There’s almost a shrill buzzing in my ear as I take deep breaths and remember that I’m the adult here. I’m supposed to be the one in charge. Nobody can rescue him but me, but I still look around hopefully. Squinting, praying that someone will rescue me. 
And just like that, when I’m least expecting it, the tide turns. 

The boy's doing a full body shimmy on the ground and inadvertently he sends a small tuft of sand into his sister’s eyes. This one small action marks a new player entering the arena. 
Full of that fury seen only in feral cats and four-year-olds, my daughter stamps her stubby little feet, throws her head back and screams bloody murder. “Owieeeee,” she yells as I try to pull her face closer to check her eyes. I narrowly miss a tiny elbow in my face, but I’ve seen enough to know that evolution and her eyelids have worked to protect her eyeballs from any actual damage. I rub her back and whisper soothingly over her tearful complaints. She's having none of it. Fully committed to giving a long performance, she cries even louder. “He didn’t mean to do that sweetheart,” I plead.  And that’s when I perceive the complete absence of sound from my boy.
Oh Crap! I jerk back my head comically, half expecting to find he's gone somewhere else. But he's sitting there, right where he was. Placid, poking his toes into the sand and stealing furtive glances in his sister’s direction. He looks relatively calm. Possibly even worried about the escalating sounds from his sister who is now openly relishing the attention she’s getting as the resident family screamer. A few more minutes; then she decides that it is 'Intermission' time and quietly goes back to building a lumpy sand castle. 

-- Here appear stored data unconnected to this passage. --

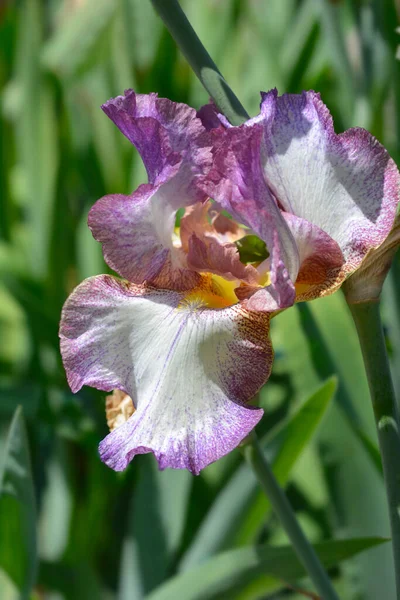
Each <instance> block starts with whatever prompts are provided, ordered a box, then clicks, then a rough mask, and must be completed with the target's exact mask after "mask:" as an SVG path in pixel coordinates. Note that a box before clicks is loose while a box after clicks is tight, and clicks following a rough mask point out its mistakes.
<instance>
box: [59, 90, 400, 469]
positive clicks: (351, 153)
mask: <svg viewBox="0 0 400 600" xmlns="http://www.w3.org/2000/svg"><path fill="white" fill-rule="evenodd" d="M103 110H104V111H105V113H106V114H107V115H108V116H109V117H110V118H111V119H112V121H113V122H114V123H115V124H116V125H117V126H118V127H119V129H120V130H121V131H122V133H123V134H124V135H125V136H126V137H127V138H128V139H129V140H130V141H131V142H132V144H134V145H135V146H136V148H137V150H138V151H139V153H140V154H141V157H142V159H143V162H144V164H145V167H146V170H147V173H148V180H149V182H148V183H147V184H144V185H141V186H139V188H138V189H137V190H136V191H135V192H133V193H132V194H131V195H128V196H125V195H122V194H112V195H108V196H105V197H104V198H101V199H100V200H99V201H98V202H97V203H96V204H95V205H94V206H93V208H92V209H91V211H90V214H89V227H90V228H91V230H92V233H93V235H94V237H95V239H96V240H98V241H99V242H101V243H102V246H103V253H104V258H105V261H106V262H107V264H108V265H109V266H110V267H111V268H112V269H113V270H114V271H116V272H117V273H118V274H119V275H120V276H121V277H122V278H123V279H119V278H117V277H113V276H109V275H102V276H97V277H92V278H89V279H87V280H85V281H84V282H83V283H82V284H80V285H79V286H78V287H77V288H76V289H75V290H74V291H73V293H72V294H71V296H70V297H69V298H68V299H67V301H66V303H65V306H64V309H63V314H62V319H61V326H60V337H61V352H62V356H63V361H64V365H65V369H66V373H67V378H68V382H69V384H70V387H71V389H72V391H73V392H77V391H78V390H79V389H80V388H81V387H82V386H83V385H89V386H93V387H96V388H98V389H100V390H104V391H107V392H108V391H112V390H119V391H118V392H117V393H118V394H120V395H121V398H123V403H124V410H123V415H125V416H123V415H122V412H121V414H119V415H118V414H113V415H112V417H111V420H112V422H113V423H114V422H115V423H118V426H116V427H115V428H113V430H112V431H111V433H110V434H109V435H108V436H107V437H106V438H105V439H104V440H103V441H102V442H101V444H100V456H101V458H102V460H103V461H104V462H105V463H106V464H107V465H109V466H110V467H112V468H113V469H115V470H123V469H125V468H126V466H127V465H128V463H129V462H130V461H131V460H132V458H133V457H134V456H135V455H136V454H142V453H147V452H153V453H154V455H155V457H156V459H157V461H158V463H159V467H160V468H161V469H164V468H165V467H174V468H187V469H189V470H190V471H192V472H193V473H196V474H197V473H199V471H200V470H201V469H202V468H204V467H205V466H207V465H208V464H209V463H211V462H213V461H215V460H216V459H218V458H219V457H221V456H223V455H224V454H226V453H228V452H230V451H231V450H232V449H234V448H235V447H236V446H237V445H238V444H239V443H240V442H241V441H242V440H243V439H244V438H245V437H246V436H247V434H248V433H249V432H250V431H251V430H252V429H253V428H254V427H255V425H256V424H257V423H258V421H259V420H260V419H261V417H262V414H263V411H262V409H261V408H258V407H255V406H252V405H251V404H249V400H251V398H252V397H253V396H254V395H255V394H256V392H257V391H258V390H259V388H260V387H261V386H262V385H263V384H264V383H265V382H266V380H267V379H268V377H269V374H270V371H271V366H272V360H273V350H272V346H271V342H270V339H269V328H270V319H271V316H272V315H274V314H276V313H277V312H279V311H280V310H283V309H284V308H287V307H289V306H291V305H292V304H293V303H294V302H295V301H298V300H305V299H312V298H316V297H318V296H322V295H326V294H329V293H332V292H333V291H335V290H336V289H337V288H338V287H340V285H341V284H342V283H343V281H344V280H345V279H346V278H348V277H349V276H351V274H352V273H354V272H355V271H356V270H357V269H358V268H359V267H360V266H361V265H362V263H363V261H364V259H365V257H366V256H367V255H368V253H370V252H371V251H372V250H373V249H377V248H379V247H380V246H381V245H382V244H383V243H384V241H385V240H386V238H387V236H388V235H389V232H390V231H391V229H392V226H393V223H394V219H395V213H396V207H397V203H398V194H399V173H398V171H397V168H396V166H395V164H394V162H393V161H392V160H391V159H390V157H389V156H388V154H387V152H386V150H385V149H384V148H383V147H382V146H381V145H380V144H379V143H378V142H377V141H376V140H375V139H374V138H373V137H372V136H371V135H370V134H369V133H368V132H366V131H364V130H362V129H350V130H348V131H346V132H345V133H343V134H341V135H336V134H335V132H334V129H333V123H332V119H331V116H330V114H329V112H328V110H327V108H326V107H325V105H324V104H323V103H322V102H321V100H320V98H319V95H318V94H315V93H314V92H306V93H303V94H301V95H284V96H282V97H278V95H277V93H276V91H272V92H269V93H267V94H262V103H261V112H260V114H259V115H258V116H257V117H255V118H254V119H250V120H249V121H248V122H247V123H245V124H244V125H242V126H240V127H231V126H230V125H229V123H227V122H226V120H225V119H224V118H223V117H222V116H221V115H218V114H217V111H216V110H215V109H214V108H213V106H212V105H207V106H205V107H203V108H202V109H201V110H200V111H199V112H198V113H196V112H195V111H194V110H193V109H192V108H189V107H188V106H186V105H184V104H175V103H173V102H171V101H169V100H166V99H161V98H158V97H157V95H155V94H150V95H139V94H135V93H134V92H133V91H128V92H125V96H120V97H117V98H115V99H112V100H110V101H109V102H107V103H106V104H105V105H104V106H103ZM177 215H180V216H181V219H180V222H179V219H177ZM182 215H183V216H182ZM127 396H128V397H130V398H131V399H132V401H133V405H134V409H132V410H126V402H127V400H126V397H127ZM128 402H129V399H128ZM109 404H110V406H112V410H113V411H114V413H118V402H114V400H109ZM121 415H122V416H121ZM116 416H118V418H116Z"/></svg>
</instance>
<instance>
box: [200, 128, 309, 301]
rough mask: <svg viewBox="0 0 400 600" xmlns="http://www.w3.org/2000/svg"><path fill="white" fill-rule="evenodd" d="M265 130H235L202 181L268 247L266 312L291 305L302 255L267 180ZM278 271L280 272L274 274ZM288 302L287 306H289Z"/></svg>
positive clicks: (229, 212)
mask: <svg viewBox="0 0 400 600" xmlns="http://www.w3.org/2000/svg"><path fill="white" fill-rule="evenodd" d="M262 134H263V131H262V127H261V126H260V125H258V124H255V125H253V126H252V127H246V126H241V127H232V128H230V129H227V130H226V131H225V133H224V135H223V136H220V137H219V138H218V139H217V140H216V141H215V144H214V147H213V168H212V169H211V171H210V172H209V174H208V175H207V177H204V178H201V186H202V189H203V190H204V191H205V192H207V193H208V195H209V196H210V197H212V198H213V199H214V200H216V201H217V202H218V203H219V205H220V206H221V207H222V208H224V209H225V210H227V211H228V212H229V213H230V214H231V215H232V216H233V218H234V219H235V220H236V221H237V222H238V223H243V224H244V225H246V226H247V227H249V228H250V229H251V230H252V231H253V232H254V233H256V234H257V235H258V236H259V237H260V238H261V239H262V240H263V241H264V242H265V243H266V245H267V248H268V251H269V253H270V267H271V273H270V280H271V284H270V285H269V286H267V287H265V288H264V290H263V291H262V297H263V298H264V302H263V306H264V309H263V310H276V308H277V303H278V304H279V308H286V307H287V306H290V305H291V304H293V301H294V286H293V282H294V281H295V280H296V277H297V273H298V271H299V254H298V250H297V247H296V243H295V240H294V238H293V235H292V234H291V232H290V229H289V227H288V225H287V224H286V222H285V220H284V218H283V217H282V215H281V211H280V209H279V207H278V205H277V203H276V201H275V199H274V197H273V196H272V194H271V193H270V191H269V189H268V186H267V185H266V183H265V181H264V176H263V172H262V169H261V159H260V155H261V152H262V148H261V144H262ZM276 269H278V270H279V273H278V271H276ZM288 303H289V304H288Z"/></svg>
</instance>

He looks relieved and a tad shamefaced. His sister's outburst has accomplished what an hour of my useless bleating and 'parenting' couldn't. Blissful silence ensues. I don’t dare move a muscle, lest one of my offspring considers going for an encore performance. I am not entirely sure what just happened and how we got to this new zone of almost normalcy where the biggest worry is whether I need to apply more sunblock.
And so we sat like that for a long time - a stiff-backed figure flanked on either side by a busy, sandy child. We went on to have a rather wonderful day at the beach. We made and toppled various structures, dipped our toes in the water and ate obnoxious amounts of cheap ice cream. The kids chased each other, giggling and spraying sand all over me while I pretended to shoo them away. 
That evening, on our way back home, I looked in the rearview mirror. Two content faces yawned in coordination. I saw my daughter crinkle her nose at my son, and that made him burst into laughter. I don't know why and I didn't really care. It was their secret, their shared experience. 

So I adjusted my mirror and drove on. And I whispered a new mantra - Thank God for sisters. Thank God for sisters”.